Zależy nam, aby cera była odpowiednio nawilżona, jedwabiście gładka, napięta i
promienna. Powinna być pozbawiona niedoskonałości, przebarwień, a w
szczególności zmarszczek. Chcemy czuć się młodo i tak wyglądać. Spędzamy wiele
godzin przed lustrem, u kosmetyczki, aby podobać się sobie. Każdego dnia skóra
narażona jest na niekorzystne czynniki zewnętrzne, które dodatkowo osłabiają
strukturę skóry. Czy możemy coś na to poradzić?
REGENERUM Regeneracyjne serum do twarzy silnie odbudowuje i odżywia skórę, jednocześnie
widocznie ją wygładzając. Zawarte w składzie peptydy matrykinowe
przenikają do głębszych warstw skóry, gdzie przyspieszają odnowę komórek. Przyczyniają się do jej szybszej regeneracji, a ekstrakt z nasion soi
intensywnie nawilża i odżywia nawet bardzo przesuszoną skórę. Formulacja
została wzbogacona kompozycją składników tworzących na skórze transparentną
strukturę, która działając jak kompres, przyspiesza odbudowę wierzchnich warstw
naskórka.
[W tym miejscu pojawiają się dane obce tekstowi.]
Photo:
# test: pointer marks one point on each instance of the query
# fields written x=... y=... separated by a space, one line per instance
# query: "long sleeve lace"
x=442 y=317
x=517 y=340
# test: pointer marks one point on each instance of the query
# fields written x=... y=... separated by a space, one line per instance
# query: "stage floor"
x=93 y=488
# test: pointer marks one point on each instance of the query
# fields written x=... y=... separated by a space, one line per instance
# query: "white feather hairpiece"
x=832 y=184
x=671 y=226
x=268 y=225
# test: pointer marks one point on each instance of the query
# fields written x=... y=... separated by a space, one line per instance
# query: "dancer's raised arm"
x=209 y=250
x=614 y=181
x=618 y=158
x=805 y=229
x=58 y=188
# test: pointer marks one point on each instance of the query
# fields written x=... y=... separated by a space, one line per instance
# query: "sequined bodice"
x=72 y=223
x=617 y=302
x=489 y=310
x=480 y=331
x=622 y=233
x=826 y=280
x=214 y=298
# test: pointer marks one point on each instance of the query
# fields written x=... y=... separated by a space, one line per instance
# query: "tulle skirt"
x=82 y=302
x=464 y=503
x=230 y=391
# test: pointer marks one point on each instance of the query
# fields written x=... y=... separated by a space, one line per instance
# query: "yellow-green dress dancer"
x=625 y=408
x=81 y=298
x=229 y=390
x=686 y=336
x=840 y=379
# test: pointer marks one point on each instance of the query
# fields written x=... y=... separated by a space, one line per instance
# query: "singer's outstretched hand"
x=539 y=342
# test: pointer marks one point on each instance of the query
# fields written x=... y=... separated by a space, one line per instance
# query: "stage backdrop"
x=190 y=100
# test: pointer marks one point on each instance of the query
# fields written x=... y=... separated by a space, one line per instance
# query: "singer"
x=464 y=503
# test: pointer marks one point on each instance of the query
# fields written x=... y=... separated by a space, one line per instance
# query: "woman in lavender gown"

Serum natychmiast wygładza powierzchnię cery, poprawia jej
wygląd, zmniejsza widoczność porów i linii mimicznych, likwiduje oznaki
zmęczenia, wyrównuje koloryt i matuje oraz pozostawia skórę jedwabiście gładką
i aksamitnie miękką. Ponadto skoncentrowane składniki pobudzają produkcję
włókien kolagenowych, przyczyniając się do spłycenia i zmniejszenia
zmarszczek oraz zwiększenia napięcia i jędrności skóry. Zawarty w składzie
serum filtr przeciwsłoneczny UVA/UVB
(SPF
15) chroni skórę przed słońcem i fotostarzeniem.
Silnie nawilża i odżywia skórę, przyspieszając regenerację
oraz zapewnia natychmiastowy efekt wygładzenia.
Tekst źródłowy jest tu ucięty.